When I first entered the micro-computer world, I was the only one of my friends who purchased an assembled PC. All the guys in the NYC Amateur Computer Club built theirs. I bought Apple #3, a small white case with a keyboard and a cable to connect my TV as the screen. I loved that machine, carried it around town on the back of my bicycle. I showed it to a junior HS class I was teaching. We opened it, looked inside at the boards–One of my students wanted to see the software.
I met a fellow hobbyist who had a machine that displayed bits travelling over wires–we could see software!
I bought a Pascal card for my Apple. I knew something about programming big machines, so I tried my luck with Pascal. I drew a graphic- an apple logo! Imagine that-a picture on a screen that normally spewed text. I waited all night, the apple slowly took on an outline. When complete, my apple was upside down. No matter. What a magic world where computers could draw pictures.
I had the enormous fortune to land a small job as a technical writer at Carnegie Mellon U Robotics Institute.
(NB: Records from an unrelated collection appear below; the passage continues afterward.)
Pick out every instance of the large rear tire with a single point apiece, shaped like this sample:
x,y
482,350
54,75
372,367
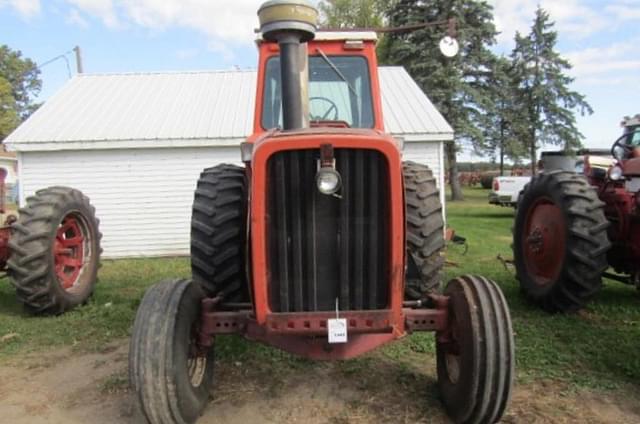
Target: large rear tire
x,y
475,358
55,251
169,377
425,234
219,233
560,241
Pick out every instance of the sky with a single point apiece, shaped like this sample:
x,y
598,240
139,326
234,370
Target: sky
x,y
599,37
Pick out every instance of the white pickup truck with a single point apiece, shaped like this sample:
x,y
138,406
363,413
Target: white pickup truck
x,y
506,190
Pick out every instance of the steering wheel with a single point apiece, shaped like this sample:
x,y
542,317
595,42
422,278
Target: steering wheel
x,y
332,107
628,148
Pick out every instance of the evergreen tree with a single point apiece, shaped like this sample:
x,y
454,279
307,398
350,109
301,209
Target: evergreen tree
x,y
19,83
502,119
547,104
9,118
457,86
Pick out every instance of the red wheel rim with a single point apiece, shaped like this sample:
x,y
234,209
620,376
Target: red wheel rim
x,y
69,250
544,241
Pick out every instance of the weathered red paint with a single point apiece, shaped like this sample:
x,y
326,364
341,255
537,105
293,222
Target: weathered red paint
x,y
68,251
5,236
305,334
632,167
314,138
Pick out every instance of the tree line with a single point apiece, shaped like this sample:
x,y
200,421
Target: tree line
x,y
504,106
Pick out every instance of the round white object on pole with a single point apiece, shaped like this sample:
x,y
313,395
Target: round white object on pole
x,y
449,46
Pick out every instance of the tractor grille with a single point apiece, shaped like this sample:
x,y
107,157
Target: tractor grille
x,y
324,247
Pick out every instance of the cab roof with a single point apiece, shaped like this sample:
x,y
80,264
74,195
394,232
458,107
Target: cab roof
x,y
338,35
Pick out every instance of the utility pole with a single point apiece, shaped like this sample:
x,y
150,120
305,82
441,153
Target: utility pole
x,y
78,59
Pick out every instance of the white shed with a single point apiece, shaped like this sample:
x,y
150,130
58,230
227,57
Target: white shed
x,y
136,143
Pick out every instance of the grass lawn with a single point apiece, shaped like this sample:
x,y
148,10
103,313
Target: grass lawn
x,y
596,348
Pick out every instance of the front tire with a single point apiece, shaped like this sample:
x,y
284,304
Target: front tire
x,y
475,358
219,233
560,241
55,251
425,231
170,378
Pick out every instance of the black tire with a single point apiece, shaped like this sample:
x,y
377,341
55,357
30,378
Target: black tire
x,y
476,364
566,277
425,231
167,386
43,224
219,233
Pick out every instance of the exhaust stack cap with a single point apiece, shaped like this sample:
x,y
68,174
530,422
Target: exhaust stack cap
x,y
287,16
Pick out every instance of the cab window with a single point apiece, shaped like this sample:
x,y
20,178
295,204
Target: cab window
x,y
339,90
633,137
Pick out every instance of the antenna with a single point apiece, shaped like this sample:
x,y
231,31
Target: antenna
x,y
78,59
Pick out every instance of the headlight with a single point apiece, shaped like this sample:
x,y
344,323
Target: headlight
x,y
619,152
328,181
615,173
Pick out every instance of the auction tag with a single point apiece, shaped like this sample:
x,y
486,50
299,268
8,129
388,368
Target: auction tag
x,y
337,330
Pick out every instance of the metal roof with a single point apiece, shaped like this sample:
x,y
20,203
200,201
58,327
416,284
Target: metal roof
x,y
190,109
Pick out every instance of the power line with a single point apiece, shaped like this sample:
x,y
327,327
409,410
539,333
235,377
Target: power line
x,y
61,56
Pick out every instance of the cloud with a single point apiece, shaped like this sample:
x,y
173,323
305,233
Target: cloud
x,y
74,18
229,21
575,18
103,9
26,8
625,11
613,64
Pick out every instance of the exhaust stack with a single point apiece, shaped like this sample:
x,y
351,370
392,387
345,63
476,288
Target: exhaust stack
x,y
291,23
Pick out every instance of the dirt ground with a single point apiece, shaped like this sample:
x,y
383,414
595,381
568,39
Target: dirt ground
x,y
66,387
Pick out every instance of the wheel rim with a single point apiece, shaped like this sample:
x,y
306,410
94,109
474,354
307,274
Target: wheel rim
x,y
544,241
196,367
452,363
196,362
71,251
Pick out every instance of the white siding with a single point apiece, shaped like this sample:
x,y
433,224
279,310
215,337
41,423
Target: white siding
x,y
142,197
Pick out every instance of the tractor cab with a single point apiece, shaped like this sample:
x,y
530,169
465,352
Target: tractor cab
x,y
632,134
341,83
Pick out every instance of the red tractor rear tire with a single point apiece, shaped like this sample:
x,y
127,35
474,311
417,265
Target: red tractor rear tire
x,y
425,235
55,251
219,233
560,241
170,377
475,358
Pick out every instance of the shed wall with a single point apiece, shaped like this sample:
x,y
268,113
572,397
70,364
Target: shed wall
x,y
143,196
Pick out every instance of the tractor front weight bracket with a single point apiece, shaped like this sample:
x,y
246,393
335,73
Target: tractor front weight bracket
x,y
214,321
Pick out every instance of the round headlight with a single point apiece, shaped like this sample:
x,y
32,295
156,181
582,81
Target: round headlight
x,y
616,173
328,181
619,152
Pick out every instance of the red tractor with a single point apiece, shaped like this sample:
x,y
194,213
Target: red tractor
x,y
570,227
51,253
324,244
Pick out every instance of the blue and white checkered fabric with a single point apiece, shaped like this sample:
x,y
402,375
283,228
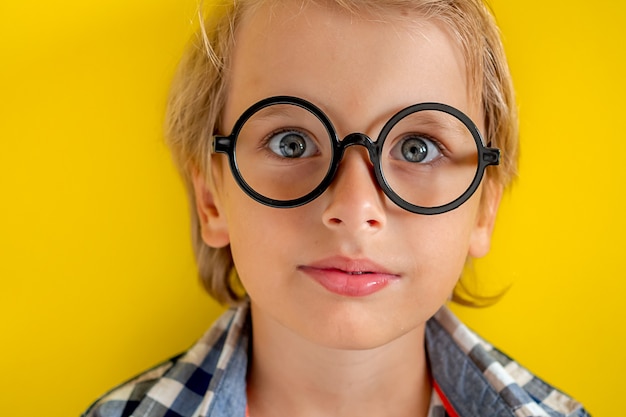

Carnegie was one of the universities connected to the military’s Arpanet, the pre-cursor to today’s Internet. I had an email account– I could exchange memos with other Arpanet-connected folks.
Years later, I moved to CA where a young Stanford student named Jerry Yahoo created a search engine. Soon there were competitors. A small campus emerged in Mountain View called Google. I watched it grow as I rode by each day on my bike.
Today, 20+ years later, I find everything I want out in the world by querying Google. Our world is completely knit together and indexed to facilitate retrieval. Usually I am thankful to have these years since 1970 to watch the cyber world evolve. It is my world and keeps me alert. But we lost privacy along the way.